Golongan Syafiiyah, Malikiyah, dan Hanabilah mengatakan, bahwasanya aturan atau status perempuan yang murtad ialah sama menyerupai pria yang murtad. Maka wajib diminta biar ia bertobat selama tiga hari sebelum dibunuh, dan diajak memeluk Agama Islam, alasannya bahwasanya darahnya dihormati dalam Islam, dan barangkali terdapat subhat berupa fasiq, maka diusahakan untuk menghilangkannya. Dan penetapan kewajiban diminta bertobat oleh Umar ra.
Daroqutni meriwayatkan dari Jabir bin Abdullah ra, bahwasanya ada seorang perempuan yang biasa dipanggil Ummu Ruman sudah murtad, maka Nabi Muhammad saw memerintahkan untuk mengajaknya kembali pada Islam bila ia bertobat, dan apabila ia tidak mau kembali maka bunuhlah, alasannya dengan murtad maka kedudukannya menyerupai kafir harbi. maka boleh membunuhnya sebagai sanksi (had) tetapi dosanya lebih keji dari dari pada kafir harbi alasannya ia pernah memeluk Agama Islam.
Madzhab Malikiyyah berkata, perempuan yang murtad apabila sedang menyusui maka eksekusinya ditangguhkan alasannya untuk kesempurnaan menyusui anaknya dan dilarang diambil anaknya. Ditangguhkan juga perempuan yang mempunyai suami, dan perempuan yang dalam keadaan talak raj’i. Adapun perempuan yang ditalak ba’in bila ia murtad setelah haid dan setelah ditalak maka tidakboleh ditangguhkan., dan bila belum haid maka ditangguhkan alasannya menunggu haid walaupun kebiasaannya lima tahun sekali. Jika ada perempuan yang sudah tidak rindang dan sudah renta yang ragu akan hadirnya haid maka ia didiberi kebebasan selama tiga bulan. Jika ada perempuan yang sedang mengandung dan bila ia terang tidak mengandung maka dihukum setelah ia bertobat, dan apabila ia tidak mempunyai suami maka ia tidak didiberi kebebasan.
Penyitaan atau Perampasan Harta
Menurut Imam Malik, Imam Syafi’i dan Imam Ahmad, apabila orang murtad meninggal atau dibunuh maka hartanya menjadi milik bersama dan dilarang diwaris oleh siapapun.
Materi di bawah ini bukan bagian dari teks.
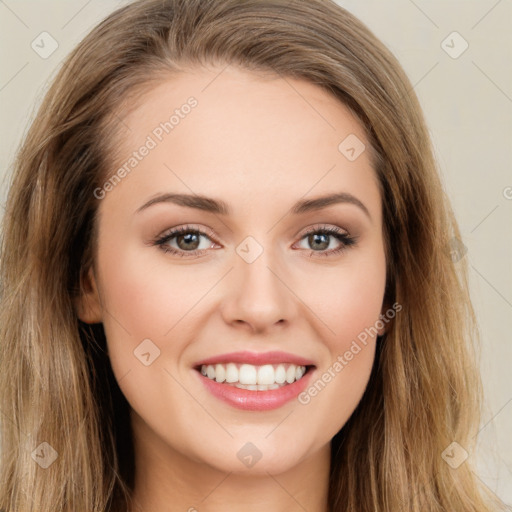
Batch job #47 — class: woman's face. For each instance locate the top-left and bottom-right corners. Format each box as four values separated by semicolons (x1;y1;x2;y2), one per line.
80;67;386;473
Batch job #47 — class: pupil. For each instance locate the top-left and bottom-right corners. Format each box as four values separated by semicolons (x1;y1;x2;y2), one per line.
309;233;329;249
178;233;198;249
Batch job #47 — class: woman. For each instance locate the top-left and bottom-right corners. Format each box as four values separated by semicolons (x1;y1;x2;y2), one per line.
0;0;504;512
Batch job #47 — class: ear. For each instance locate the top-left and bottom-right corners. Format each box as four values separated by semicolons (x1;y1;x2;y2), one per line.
75;267;103;324
377;303;390;337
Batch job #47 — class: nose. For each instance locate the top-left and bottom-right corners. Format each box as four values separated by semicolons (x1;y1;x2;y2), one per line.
221;245;298;333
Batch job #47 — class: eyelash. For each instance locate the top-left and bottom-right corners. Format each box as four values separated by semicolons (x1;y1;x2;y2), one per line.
153;226;357;257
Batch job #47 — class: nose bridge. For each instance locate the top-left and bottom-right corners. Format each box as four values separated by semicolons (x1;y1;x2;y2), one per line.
223;237;294;330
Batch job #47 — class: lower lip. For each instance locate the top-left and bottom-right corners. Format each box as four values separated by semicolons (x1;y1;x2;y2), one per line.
194;367;314;411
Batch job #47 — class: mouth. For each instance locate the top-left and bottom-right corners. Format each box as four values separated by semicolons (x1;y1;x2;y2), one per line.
193;352;316;411
196;362;314;391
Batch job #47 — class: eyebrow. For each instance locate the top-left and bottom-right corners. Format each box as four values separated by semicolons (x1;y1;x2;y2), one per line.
136;192;371;219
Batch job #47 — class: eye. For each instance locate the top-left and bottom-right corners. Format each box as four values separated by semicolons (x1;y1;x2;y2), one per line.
153;226;357;257
154;226;213;257
294;226;356;256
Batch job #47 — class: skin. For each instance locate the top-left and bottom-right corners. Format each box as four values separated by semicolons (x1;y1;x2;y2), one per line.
78;67;386;512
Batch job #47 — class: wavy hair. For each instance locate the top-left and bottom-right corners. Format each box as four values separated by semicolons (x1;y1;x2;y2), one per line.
0;0;505;512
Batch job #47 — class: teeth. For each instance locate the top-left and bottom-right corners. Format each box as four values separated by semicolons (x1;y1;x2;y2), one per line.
201;363;306;391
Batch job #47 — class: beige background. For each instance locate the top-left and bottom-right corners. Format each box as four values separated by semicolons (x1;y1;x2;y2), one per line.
0;0;512;503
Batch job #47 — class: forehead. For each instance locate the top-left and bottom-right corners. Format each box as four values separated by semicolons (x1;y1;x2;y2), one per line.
100;67;379;220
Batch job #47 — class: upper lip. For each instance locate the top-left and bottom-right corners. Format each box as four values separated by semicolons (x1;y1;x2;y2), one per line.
195;351;314;367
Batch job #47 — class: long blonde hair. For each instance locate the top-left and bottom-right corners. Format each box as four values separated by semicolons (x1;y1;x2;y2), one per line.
0;0;505;512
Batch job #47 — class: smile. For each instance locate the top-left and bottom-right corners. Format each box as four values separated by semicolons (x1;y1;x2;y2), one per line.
201;363;307;391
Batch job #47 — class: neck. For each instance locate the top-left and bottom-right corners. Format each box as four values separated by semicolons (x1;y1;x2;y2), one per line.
126;414;330;512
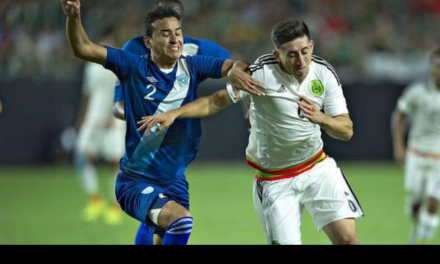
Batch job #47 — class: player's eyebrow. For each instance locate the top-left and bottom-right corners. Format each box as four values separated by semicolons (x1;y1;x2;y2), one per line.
160;27;182;33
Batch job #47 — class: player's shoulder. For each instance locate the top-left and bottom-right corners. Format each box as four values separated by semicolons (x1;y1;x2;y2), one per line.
405;81;428;94
311;55;341;85
183;37;201;44
249;54;279;73
122;36;149;55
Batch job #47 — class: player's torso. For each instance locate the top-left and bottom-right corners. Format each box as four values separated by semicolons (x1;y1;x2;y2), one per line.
85;64;117;127
248;60;326;169
123;58;201;184
410;83;440;154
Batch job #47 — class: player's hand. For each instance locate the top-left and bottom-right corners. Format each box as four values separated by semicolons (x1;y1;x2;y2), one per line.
137;112;177;135
228;67;265;96
60;0;81;18
298;95;326;125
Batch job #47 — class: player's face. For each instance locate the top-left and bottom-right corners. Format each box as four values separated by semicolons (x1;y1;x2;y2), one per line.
147;17;183;62
431;56;440;87
274;36;314;81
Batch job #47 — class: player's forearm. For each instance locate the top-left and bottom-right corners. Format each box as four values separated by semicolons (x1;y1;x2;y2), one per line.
173;89;232;118
391;110;406;150
113;102;125;121
66;16;107;65
320;115;354;142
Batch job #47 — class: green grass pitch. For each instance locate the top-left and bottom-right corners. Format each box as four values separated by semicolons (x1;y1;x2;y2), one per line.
0;163;440;244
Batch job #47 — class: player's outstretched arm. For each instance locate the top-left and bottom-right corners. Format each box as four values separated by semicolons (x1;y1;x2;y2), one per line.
61;0;107;65
113;101;125;121
138;89;233;135
391;109;407;164
222;60;266;96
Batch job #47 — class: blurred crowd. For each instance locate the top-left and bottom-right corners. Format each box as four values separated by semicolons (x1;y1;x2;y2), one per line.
0;0;440;81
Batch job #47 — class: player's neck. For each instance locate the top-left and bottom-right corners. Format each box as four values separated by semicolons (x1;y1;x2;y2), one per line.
151;56;177;70
280;63;309;84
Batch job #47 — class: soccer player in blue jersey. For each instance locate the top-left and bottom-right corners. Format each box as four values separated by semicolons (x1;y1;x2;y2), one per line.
61;0;263;245
113;0;231;245
113;0;232;120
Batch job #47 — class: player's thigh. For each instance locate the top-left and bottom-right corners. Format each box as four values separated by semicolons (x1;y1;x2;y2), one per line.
116;172;170;225
75;125;103;157
323;219;359;245
405;152;426;201
425;159;440;201
302;158;363;230
102;125;125;162
254;179;302;245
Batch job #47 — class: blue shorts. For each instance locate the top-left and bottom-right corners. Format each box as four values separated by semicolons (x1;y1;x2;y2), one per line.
116;172;189;234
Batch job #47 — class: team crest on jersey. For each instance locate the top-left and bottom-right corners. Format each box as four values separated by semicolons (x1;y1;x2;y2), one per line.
177;73;189;86
310;80;325;97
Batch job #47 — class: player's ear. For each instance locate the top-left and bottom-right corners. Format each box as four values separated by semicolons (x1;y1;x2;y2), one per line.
144;36;153;50
272;50;280;61
310;40;315;53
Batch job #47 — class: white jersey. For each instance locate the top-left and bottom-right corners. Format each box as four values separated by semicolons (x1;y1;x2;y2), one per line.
229;55;348;170
83;63;118;128
398;80;440;154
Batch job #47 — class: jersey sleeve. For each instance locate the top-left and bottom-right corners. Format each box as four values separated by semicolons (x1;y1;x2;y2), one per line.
82;62;96;95
198;39;232;59
187;56;226;82
226;56;265;103
113;80;125;103
324;70;349;117
105;47;138;81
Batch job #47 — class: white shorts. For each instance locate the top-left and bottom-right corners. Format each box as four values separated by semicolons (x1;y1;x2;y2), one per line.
405;151;440;207
254;158;363;245
76;120;126;162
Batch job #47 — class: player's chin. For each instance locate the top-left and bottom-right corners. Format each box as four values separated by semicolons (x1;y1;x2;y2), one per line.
168;52;182;60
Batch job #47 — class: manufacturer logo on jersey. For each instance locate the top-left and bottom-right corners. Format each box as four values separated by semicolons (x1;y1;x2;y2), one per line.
159;193;168;199
310;80;325;97
142;186;154;195
277;85;287;93
147;77;158;83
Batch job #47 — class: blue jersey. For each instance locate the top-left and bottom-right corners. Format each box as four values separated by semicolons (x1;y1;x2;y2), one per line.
114;37;231;102
106;48;225;184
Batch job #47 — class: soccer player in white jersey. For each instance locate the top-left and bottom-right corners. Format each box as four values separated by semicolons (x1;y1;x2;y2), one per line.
139;19;363;245
75;49;126;225
393;49;440;244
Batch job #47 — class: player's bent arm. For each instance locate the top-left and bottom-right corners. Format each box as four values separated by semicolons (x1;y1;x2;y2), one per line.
113;101;125;121
138;89;233;134
391;109;408;163
61;0;107;65
319;114;354;142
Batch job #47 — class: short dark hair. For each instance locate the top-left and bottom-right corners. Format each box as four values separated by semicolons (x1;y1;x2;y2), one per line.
431;47;440;63
144;6;182;38
156;0;185;16
272;18;310;48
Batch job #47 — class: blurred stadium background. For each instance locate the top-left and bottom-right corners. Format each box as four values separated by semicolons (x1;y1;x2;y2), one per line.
0;0;440;244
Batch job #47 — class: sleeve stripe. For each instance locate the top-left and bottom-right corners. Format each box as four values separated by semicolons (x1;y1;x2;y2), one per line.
249;61;278;74
312;56;341;86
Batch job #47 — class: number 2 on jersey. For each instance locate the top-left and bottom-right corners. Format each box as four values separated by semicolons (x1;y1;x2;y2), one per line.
144;84;157;101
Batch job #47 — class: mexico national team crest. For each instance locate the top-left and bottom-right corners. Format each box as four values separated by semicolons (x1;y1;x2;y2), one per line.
310;80;325;97
177;73;189;86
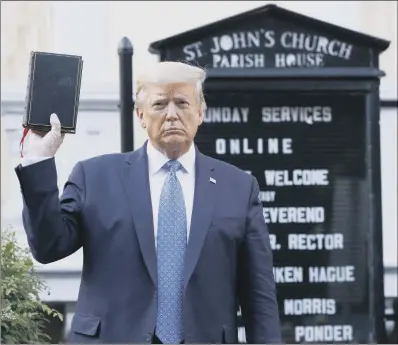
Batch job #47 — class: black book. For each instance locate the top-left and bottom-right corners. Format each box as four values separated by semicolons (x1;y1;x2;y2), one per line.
22;52;83;133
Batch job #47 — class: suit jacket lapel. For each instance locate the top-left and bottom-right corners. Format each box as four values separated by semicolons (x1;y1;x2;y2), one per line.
184;148;217;288
122;144;157;286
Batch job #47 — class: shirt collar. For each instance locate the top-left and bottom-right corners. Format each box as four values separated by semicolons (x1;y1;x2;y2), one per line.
147;140;196;176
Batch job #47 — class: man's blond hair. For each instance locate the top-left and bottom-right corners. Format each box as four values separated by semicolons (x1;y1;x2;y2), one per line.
136;61;206;112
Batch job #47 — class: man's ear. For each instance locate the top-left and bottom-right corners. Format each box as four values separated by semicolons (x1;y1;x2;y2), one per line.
199;111;204;126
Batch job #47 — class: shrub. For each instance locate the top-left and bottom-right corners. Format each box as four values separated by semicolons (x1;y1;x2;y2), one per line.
1;229;63;344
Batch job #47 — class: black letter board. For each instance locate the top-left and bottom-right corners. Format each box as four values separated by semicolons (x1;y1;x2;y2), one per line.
150;5;389;343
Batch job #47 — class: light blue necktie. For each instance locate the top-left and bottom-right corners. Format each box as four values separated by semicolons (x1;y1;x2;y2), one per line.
156;160;187;344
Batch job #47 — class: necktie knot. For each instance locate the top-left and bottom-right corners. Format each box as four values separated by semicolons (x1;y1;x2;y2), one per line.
165;160;182;173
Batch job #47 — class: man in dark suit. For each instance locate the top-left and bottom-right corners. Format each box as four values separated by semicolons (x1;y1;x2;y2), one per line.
16;62;281;344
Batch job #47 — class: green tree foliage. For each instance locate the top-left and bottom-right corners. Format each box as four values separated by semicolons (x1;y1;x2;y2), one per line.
1;229;63;344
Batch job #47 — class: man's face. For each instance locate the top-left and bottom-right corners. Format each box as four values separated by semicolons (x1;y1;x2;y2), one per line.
137;83;203;154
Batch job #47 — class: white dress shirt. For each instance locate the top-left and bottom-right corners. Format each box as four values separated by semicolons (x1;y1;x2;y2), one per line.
147;141;196;244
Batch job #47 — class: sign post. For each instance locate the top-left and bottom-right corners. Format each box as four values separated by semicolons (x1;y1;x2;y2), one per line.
150;5;389;343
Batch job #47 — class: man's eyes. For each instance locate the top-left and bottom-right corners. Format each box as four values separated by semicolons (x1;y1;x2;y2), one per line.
152;100;189;108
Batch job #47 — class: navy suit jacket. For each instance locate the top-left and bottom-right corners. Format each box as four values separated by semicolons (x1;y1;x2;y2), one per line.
16;144;281;344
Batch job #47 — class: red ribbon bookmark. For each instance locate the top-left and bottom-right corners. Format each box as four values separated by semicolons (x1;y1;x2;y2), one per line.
19;127;29;158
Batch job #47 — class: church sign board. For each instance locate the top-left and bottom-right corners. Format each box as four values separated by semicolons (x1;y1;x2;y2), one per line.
150;5;388;343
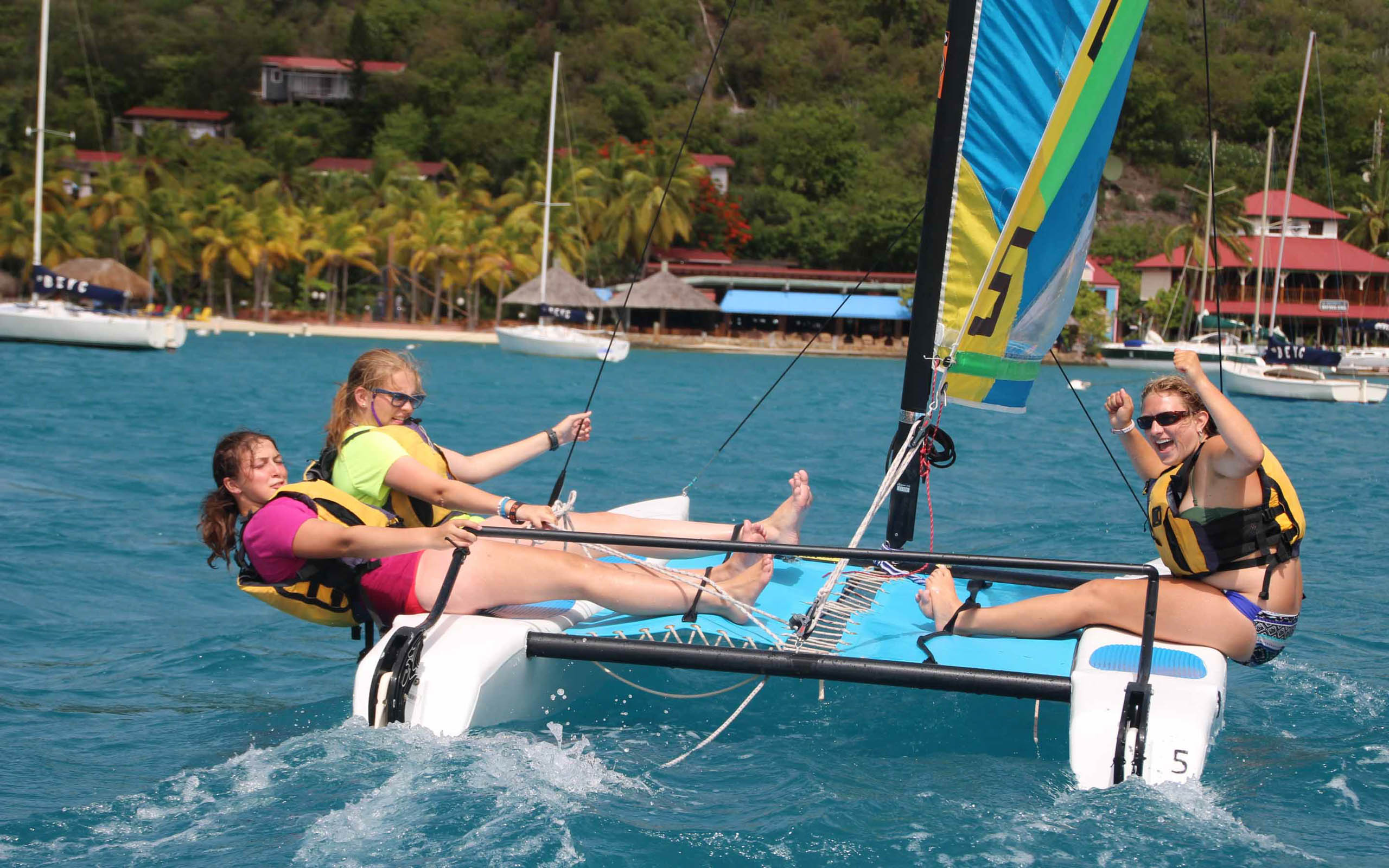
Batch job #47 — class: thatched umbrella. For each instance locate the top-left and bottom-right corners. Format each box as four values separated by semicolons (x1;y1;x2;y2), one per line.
501;265;603;307
53;258;154;302
608;261;719;329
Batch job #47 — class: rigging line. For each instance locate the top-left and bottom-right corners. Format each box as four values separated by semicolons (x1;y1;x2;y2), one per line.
1194;0;1225;388
1052;349;1153;531
680;204;927;494
540;0;737;503
1311;43;1350;343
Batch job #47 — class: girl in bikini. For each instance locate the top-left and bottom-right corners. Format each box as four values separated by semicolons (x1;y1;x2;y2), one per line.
917;350;1305;665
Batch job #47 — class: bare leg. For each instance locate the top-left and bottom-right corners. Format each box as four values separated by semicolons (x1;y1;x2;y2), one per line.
415;540;772;623
917;566;1254;660
536;471;814;558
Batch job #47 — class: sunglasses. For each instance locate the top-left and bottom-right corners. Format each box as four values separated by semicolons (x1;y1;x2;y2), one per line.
1133;404;1192;431
371;389;425;408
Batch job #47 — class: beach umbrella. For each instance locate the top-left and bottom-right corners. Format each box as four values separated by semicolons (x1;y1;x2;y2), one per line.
501;265;603;307
53;258;154;302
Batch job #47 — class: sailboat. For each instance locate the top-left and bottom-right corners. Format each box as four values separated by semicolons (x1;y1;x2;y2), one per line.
0;0;188;350
353;0;1226;788
496;52;630;361
1221;32;1389;404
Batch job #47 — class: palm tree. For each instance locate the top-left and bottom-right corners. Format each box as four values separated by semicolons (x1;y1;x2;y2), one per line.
303;208;377;325
1346;164;1389;253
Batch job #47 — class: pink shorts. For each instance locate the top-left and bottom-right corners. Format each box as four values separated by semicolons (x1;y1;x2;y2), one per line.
361;551;425;623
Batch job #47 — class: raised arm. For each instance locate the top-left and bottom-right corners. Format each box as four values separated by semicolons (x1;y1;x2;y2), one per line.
385;456;556;526
441;411;593;483
1104;389;1167;481
1173;350;1264;479
295;518;478;558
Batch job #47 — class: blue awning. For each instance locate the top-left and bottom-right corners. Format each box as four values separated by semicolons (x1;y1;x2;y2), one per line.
719;289;911;320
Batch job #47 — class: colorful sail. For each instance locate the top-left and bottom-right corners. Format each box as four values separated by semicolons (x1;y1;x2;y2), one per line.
936;0;1148;412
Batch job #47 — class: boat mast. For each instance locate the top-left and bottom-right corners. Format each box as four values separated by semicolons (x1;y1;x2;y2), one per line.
1254;126;1274;333
1196;129;1220;326
540;52;560;325
33;0;49;297
888;0;979;548
1268;30;1317;339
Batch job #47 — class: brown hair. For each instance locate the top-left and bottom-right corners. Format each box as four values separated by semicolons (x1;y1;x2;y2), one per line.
197;427;279;566
1139;374;1215;437
323;350;421;449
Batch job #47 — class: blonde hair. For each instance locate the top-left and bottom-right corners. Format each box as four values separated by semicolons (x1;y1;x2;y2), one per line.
1139;374;1215;437
323;350;422;449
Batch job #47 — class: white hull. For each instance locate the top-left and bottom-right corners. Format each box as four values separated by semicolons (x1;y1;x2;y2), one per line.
0;300;188;350
1100;335;1258;375
496;325;632;361
353;497;1226;789
1224;360;1389;404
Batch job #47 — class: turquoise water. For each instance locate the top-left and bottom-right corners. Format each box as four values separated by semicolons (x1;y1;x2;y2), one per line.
0;335;1389;866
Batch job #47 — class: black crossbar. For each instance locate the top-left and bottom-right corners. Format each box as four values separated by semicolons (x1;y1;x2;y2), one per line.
525;633;1071;703
476;526;1158;577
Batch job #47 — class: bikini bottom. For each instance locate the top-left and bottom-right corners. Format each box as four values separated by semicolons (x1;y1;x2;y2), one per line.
1225;590;1297;667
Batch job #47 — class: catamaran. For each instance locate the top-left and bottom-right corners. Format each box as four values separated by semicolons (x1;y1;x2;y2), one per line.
353;0;1226;788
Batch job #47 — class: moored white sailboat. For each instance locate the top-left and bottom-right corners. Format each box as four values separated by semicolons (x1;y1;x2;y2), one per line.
496;52;630;361
0;0;188;350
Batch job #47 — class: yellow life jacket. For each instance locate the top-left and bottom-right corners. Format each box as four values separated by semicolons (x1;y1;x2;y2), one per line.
304;419;482;528
235;481;400;625
1148;447;1307;600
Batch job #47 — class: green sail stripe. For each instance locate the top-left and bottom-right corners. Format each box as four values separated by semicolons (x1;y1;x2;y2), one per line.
1039;0;1148;204
947;353;1042;382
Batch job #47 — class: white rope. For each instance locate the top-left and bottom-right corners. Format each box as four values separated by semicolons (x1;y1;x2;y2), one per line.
589;660;761;701
661;675;769;768
796;360;945;649
532;490;789;652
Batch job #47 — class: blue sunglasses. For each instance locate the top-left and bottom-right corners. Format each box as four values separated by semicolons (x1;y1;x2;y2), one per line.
371;389;426;410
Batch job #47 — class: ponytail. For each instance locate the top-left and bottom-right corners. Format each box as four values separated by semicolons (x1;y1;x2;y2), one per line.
323;350;419;449
197;427;275;568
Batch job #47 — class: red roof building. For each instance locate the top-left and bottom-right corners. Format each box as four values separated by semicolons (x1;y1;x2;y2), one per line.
260;54;406;103
1135;190;1389;321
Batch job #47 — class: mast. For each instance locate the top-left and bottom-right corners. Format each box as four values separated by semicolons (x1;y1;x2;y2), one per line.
33;0;49;296
540;52;560;325
1254;126;1274;333
1196;129;1220;326
1268;30;1317;337
888;0;979;548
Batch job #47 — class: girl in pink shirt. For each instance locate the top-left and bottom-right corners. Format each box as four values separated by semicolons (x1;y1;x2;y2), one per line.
199;431;772;623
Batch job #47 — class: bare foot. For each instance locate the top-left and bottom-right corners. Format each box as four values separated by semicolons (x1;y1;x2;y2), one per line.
699;554;772;623
762;471;815;546
711;519;767;572
917;564;960;630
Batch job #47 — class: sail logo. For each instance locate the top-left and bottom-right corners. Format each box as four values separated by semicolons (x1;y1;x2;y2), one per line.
970;226;1036;337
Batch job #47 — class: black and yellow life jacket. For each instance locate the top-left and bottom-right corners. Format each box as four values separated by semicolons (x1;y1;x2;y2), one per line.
1148;447;1307;600
235;481;400;630
304;419;466;528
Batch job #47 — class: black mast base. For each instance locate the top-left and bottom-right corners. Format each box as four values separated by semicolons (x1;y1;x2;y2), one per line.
525;633;1071;703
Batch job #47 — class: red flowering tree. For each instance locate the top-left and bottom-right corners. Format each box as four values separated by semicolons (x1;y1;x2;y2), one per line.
690;175;753;256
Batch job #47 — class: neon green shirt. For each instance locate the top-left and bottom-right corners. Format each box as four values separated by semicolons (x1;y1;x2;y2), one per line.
332;425;410;507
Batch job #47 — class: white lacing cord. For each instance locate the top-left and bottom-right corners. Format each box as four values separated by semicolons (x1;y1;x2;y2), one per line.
539;490;791;652
589;660;757;699
661;675;771;768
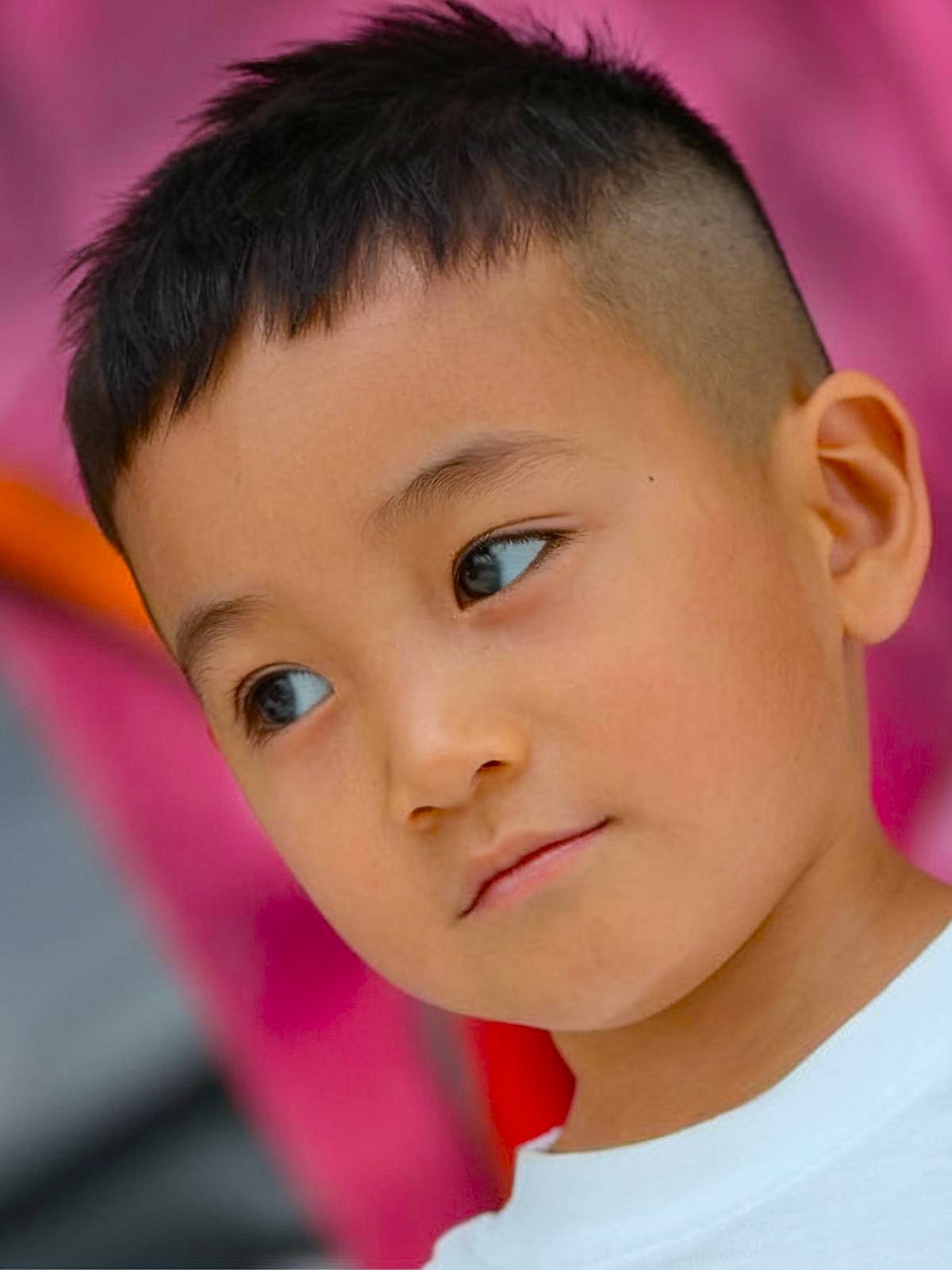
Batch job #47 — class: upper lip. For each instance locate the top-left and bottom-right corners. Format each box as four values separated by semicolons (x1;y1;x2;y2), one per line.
461;817;608;917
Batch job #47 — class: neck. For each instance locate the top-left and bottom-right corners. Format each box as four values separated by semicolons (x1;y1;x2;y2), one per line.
550;809;952;1153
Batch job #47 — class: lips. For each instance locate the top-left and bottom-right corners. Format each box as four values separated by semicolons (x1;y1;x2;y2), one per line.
459;817;608;917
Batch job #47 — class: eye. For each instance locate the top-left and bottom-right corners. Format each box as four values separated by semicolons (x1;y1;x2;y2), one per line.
455;529;571;599
236;669;330;741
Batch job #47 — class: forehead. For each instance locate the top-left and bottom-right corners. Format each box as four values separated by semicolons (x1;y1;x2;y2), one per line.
116;244;701;629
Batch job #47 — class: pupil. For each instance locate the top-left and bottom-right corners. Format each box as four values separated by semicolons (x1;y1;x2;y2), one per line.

Atau dengan kata lain, harta tersebut harus disita oleh Negara untuk bait al-mal. Imam Malik mengecualikan dari ketentuan ini harta orang kafir zindiq dan orang munafiq. Menurut Imam Malik harta tersebut sanggup diwaris oleh hebat waris yang beragama Islam.
®
Kepustakaan:
Ensiklopedi Islam III, (Jakarta: PT Ichtiar Baru Van Hoeva,tt). Ahmad Hanafi, Asas-Asas Hukum Pidana Islam, (Bulan Bintang, Yogjakarta, 1967). Wahbah Zuhaili, Al-Fiqh Al-Islami Wa Adillatuhu, (Damaskus, Dar Al-Fikr, 2006). Abu Abdillah Muḥammad bin Isma’il al-Bukhari, Ṣahih al-Bukhari, (tp: Dar al- Fikr, 1981). Abdul Rahman al-Jaziri, Kitab Al-Fiqh ‘Ala Madzhab Al-Arbi’ah, (Beirut-Libanon, Dar Al-Kitab, t.th).